A few weeks after first talking to Keltner, I have lunch with him in London. He is visiting the city to promote his book. He likes talking to British people about power. It was in Britain that he first became interested in the subject, when, at the age of 15, he was transported from the foothills of the Sierra Nevada Mountains to a suburb of Nottingham, where he stuck out like a sore Californian thumb and attracted the attention of “Clockwork Orange-type bullies”. The British class system, he thinks, has ensured that citizens of the United Kingdom are sensitive to the workings of power; unlike Americans, they don’t overestimate the meritocratic nature of their society.

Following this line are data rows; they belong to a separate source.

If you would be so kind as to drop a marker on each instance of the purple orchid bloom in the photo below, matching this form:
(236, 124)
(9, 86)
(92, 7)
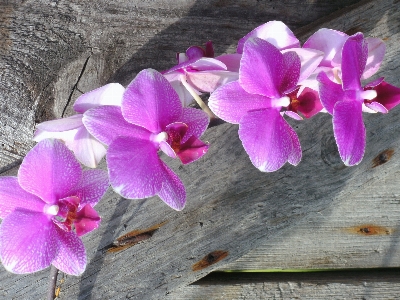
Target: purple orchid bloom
(257, 101)
(151, 118)
(348, 100)
(46, 209)
(71, 130)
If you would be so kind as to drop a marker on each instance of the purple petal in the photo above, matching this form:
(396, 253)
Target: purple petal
(87, 220)
(329, 92)
(60, 125)
(109, 94)
(49, 171)
(28, 241)
(209, 81)
(231, 102)
(151, 102)
(192, 150)
(106, 123)
(71, 256)
(261, 68)
(349, 130)
(265, 138)
(134, 168)
(330, 42)
(376, 52)
(291, 72)
(388, 95)
(173, 191)
(354, 59)
(12, 196)
(196, 120)
(231, 61)
(275, 32)
(92, 186)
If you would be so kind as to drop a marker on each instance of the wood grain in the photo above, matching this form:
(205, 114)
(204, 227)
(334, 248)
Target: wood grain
(73, 47)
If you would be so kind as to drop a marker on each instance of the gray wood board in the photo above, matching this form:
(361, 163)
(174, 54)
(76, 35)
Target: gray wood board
(232, 207)
(355, 285)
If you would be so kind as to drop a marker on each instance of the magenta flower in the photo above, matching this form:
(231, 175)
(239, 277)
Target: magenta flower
(71, 130)
(348, 100)
(150, 119)
(257, 101)
(45, 210)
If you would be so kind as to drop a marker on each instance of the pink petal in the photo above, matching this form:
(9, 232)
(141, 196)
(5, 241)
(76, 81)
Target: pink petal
(266, 139)
(49, 171)
(291, 72)
(109, 94)
(12, 196)
(231, 102)
(151, 102)
(106, 123)
(173, 191)
(376, 52)
(28, 241)
(349, 130)
(330, 42)
(87, 220)
(329, 92)
(196, 120)
(92, 186)
(134, 168)
(275, 32)
(71, 255)
(231, 61)
(261, 68)
(388, 95)
(60, 125)
(309, 59)
(209, 81)
(354, 58)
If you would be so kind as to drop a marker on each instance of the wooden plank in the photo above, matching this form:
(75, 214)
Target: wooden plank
(225, 216)
(365, 285)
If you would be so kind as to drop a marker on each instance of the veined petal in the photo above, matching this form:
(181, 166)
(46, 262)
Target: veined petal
(49, 171)
(231, 102)
(134, 168)
(151, 102)
(106, 123)
(173, 191)
(266, 139)
(354, 59)
(71, 255)
(388, 95)
(109, 94)
(329, 92)
(349, 130)
(261, 68)
(28, 241)
(376, 52)
(196, 120)
(92, 186)
(330, 42)
(275, 32)
(12, 196)
(209, 81)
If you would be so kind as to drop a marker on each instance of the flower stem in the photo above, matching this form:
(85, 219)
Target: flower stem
(196, 97)
(52, 283)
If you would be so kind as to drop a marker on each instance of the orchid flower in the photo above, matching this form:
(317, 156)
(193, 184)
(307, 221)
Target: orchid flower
(46, 209)
(257, 101)
(71, 130)
(347, 101)
(151, 118)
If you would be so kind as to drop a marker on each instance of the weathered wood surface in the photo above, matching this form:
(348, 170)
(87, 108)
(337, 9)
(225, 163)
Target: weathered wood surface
(354, 285)
(232, 207)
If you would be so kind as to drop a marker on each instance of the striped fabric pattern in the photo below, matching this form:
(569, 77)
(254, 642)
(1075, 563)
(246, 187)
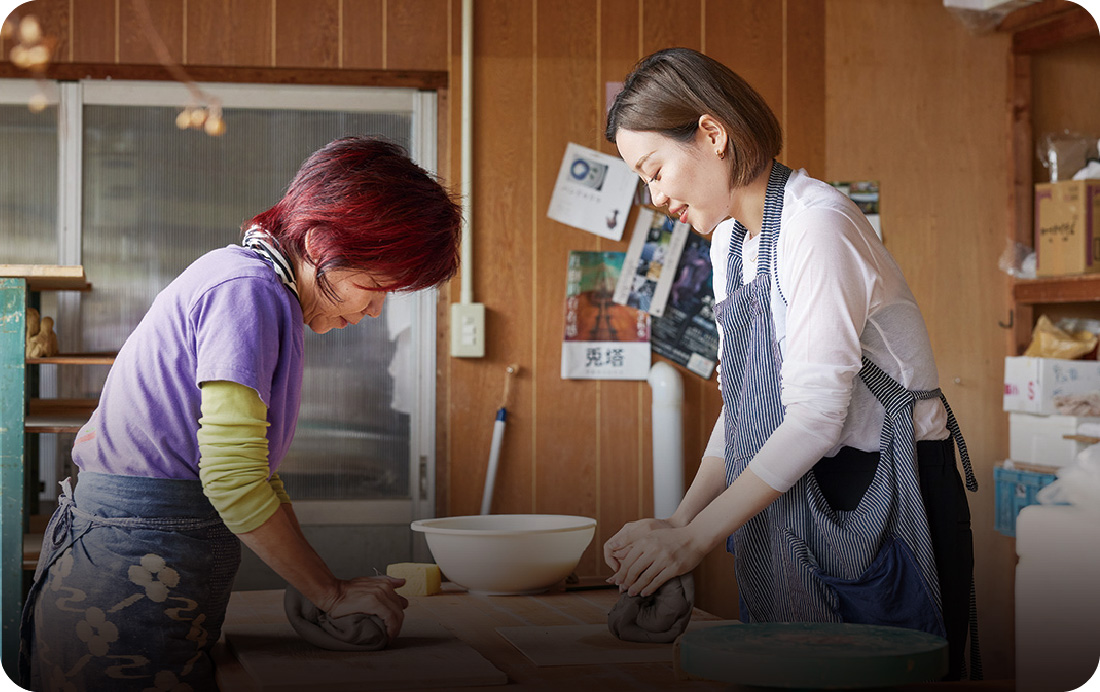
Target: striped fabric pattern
(265, 245)
(782, 551)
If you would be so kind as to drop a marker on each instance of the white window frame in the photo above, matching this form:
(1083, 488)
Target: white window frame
(421, 105)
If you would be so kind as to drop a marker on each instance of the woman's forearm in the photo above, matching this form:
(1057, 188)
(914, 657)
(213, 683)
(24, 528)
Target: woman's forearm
(745, 497)
(279, 542)
(708, 483)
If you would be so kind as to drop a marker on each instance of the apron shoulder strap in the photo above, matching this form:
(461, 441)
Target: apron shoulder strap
(900, 402)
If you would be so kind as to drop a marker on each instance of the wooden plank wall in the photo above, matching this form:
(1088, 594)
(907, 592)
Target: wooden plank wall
(539, 75)
(899, 91)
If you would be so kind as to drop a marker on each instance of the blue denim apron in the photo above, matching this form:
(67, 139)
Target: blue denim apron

Keltner points out that plenty of his experiments have been replicated, and is comfortable defending himself against those who are sceptical of his message. “Look,” he begins, imagining a roomful of hostile faces. “Here is what power does to just about every human being. It’s going to make you not pay attention to people as well as you used to pay attention to them. You may find yourself swearing at a colleague or telling them that their work is horseshit. You will be a little less careful in the language you use. You will be a little less thoughtful about how things look from their perspective. So just practise a little gratitude. Listen empathetically. It shouldn’t be that difficult.” Keltner smiles a lot, and is persuasive. I can picture him giving this speech to Marie Antoinette.
We finish our lunchtime fish and chips in a Sherlock Holmes-themed pub near Trafalgar Square. The day is bright and warm, and Keltner intends to spend the afternoon walking in Hyde Park. Minutes after we have gone our separate ways, something happens that makes me want to run back down the street to find him. I am waiting at a pedestrian crossing, and just as the lights are changing from amber to red, a car bowls through. It is a black Mercedes.